The wind was right and we carefully picked are steps, not making a sound. Soon we stood so close that we could smell the stench of the wild beast. The elephants began to sense are presence, so we carefully backed away from the elephants and returned home for snacks before bedtime.

Over the years I have penned a few stories for this paper describing some of the adventures shared between me and my girls. They have been my favorite columns. I'm not sure how the girls felt about me sharing them with the rest of the county, but a dad treasures telling stories of his children.

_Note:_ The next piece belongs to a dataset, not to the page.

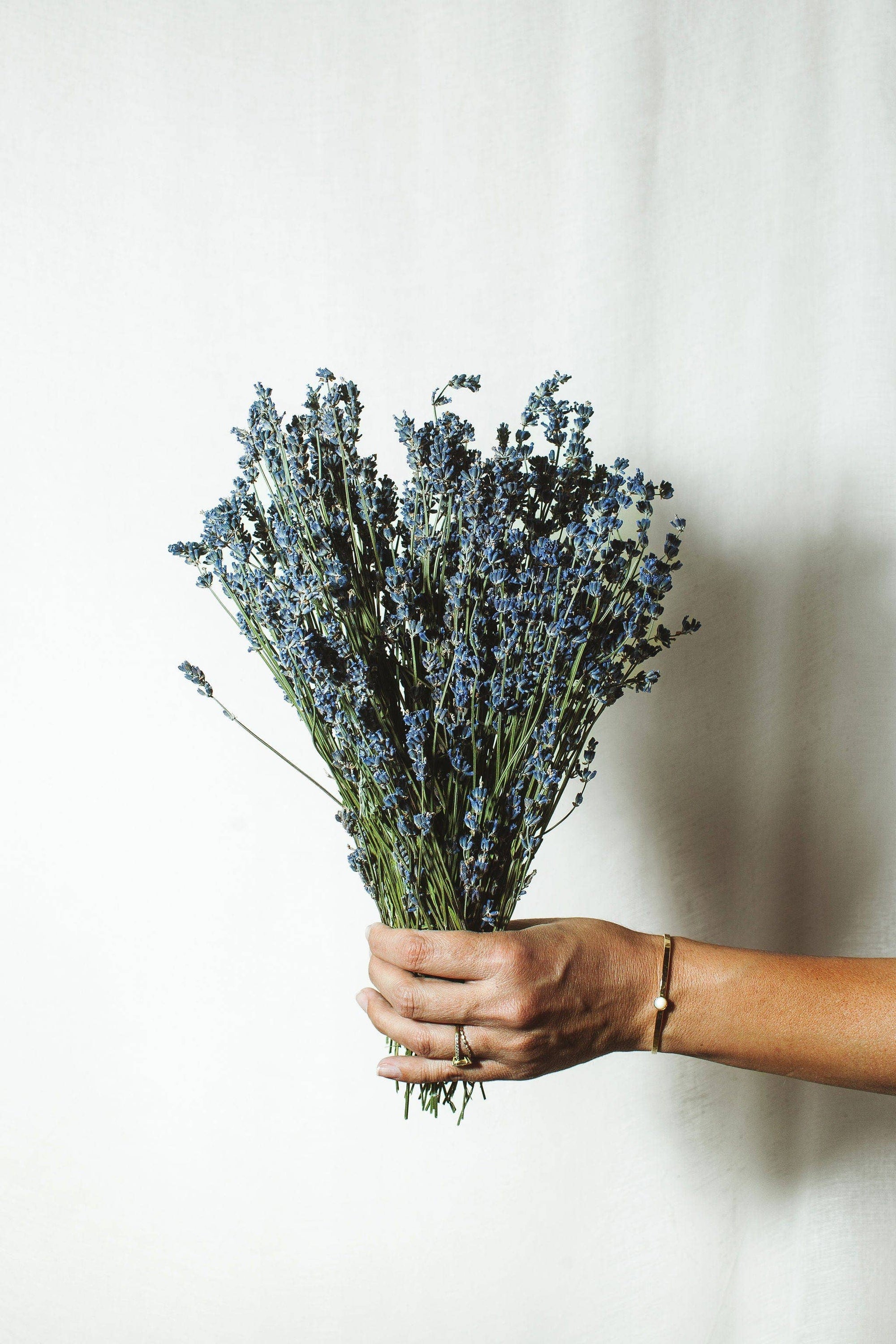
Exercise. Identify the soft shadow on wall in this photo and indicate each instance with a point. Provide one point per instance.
(769, 787)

You know those early spring days where you can feel that winter is finally gone as the sun shines with warmth and the warm air fills the breeze? It was one of those days. I had come inside the house from whatever it was I was doing and my two daughters where playing inside the house.

I proclaimed in my fatherly voice, "It is too nice to be inside; you two need to go outside and play."

I returned to the house an hour later from running errands and found those two in the front yard sitting on a blanket playing a board game. Well, at least they were outside.

For many years, our family vacations were to the beach. We would take our annual trek to the Outer Banks of North Carolina. There is a photograph sitting on my dresser of my girls barely out of diapers surf fishing Oregon Inlet. I remember that day like it was yesterday. Instead of building sandcastles and playing in the surf, dad took them "4-wheel'n" across the beach and fishing. We played with yucky bait, dropped fishing reels in the sand, and caught croaking fish. I remember it like it was yesterday. I still think of the time, the youngest sat on my lap driving my truck across the beach sands and the oldest was jealous because, "she got to drive before I did."

A few years later the oldest was climbing rocky trails in my old jeep like a pro before she even had her driver's license.

Another time at the Outer Banks, I dragged my oldest out of bed before sun up to go fishing. Looking back now, I'm pretty sure that's not exactly what a pre-teen wanted to do while on vacation. We ended up getting lost looking for the boat ramp, almost sinking the boat because of a forgotten plug, and limping back to the boat ramp using the electric motor when then outboard quit working. Even with all the mishaps that morning, it felt like bonding time to dad. To her, I figure she just wishes she could have stayed in bed that morning.

Recently the city of Westminster completed rebuilding the town pond. With mixed emotions, I watched as the pond was "improved."

I cannot begin to count the hours we spent at the pond fishing, playing and hiking. Both of my daughters caught their first fish at the Westminster pond. The best bait was bread. We would stop at Highs and get a loaf of bread before visiting the pond. Using very small hooks and bobbers, we would bait up with dough balls and cast out into the pond. The small catfish or bluegills would jump on the bait in a matter of seconds. After catching a few fish, we put down the rods and went to play on the playground for a while.


Years later I would watch as my oldest killed her first deer and my youngest learn how to live line for rockfish from two of my own fishing heroes, Captain Roy and Bill Burton. I hope they treasure those times as much as I do. For today, looking back, I wonder if it was done more for me than for them. We didn't play dress up, we went outside to play.

Yes, I am an outdoorsman. I feel the most alive when I'm standing waist deep in a river on a hot summer day or slowly stalking through the hardwoods with a rifle in hand. As they grew, I shared myself with my girls, sharing what I know and love. Maybe I did not treat them like the little girls they were, but as they have grown into young adults, I hope they learned the lessons I tried to teach.

Be true to yourself, find God in all he has made, and go outside to play, even if it is in the front yard on a blanket playing a board game.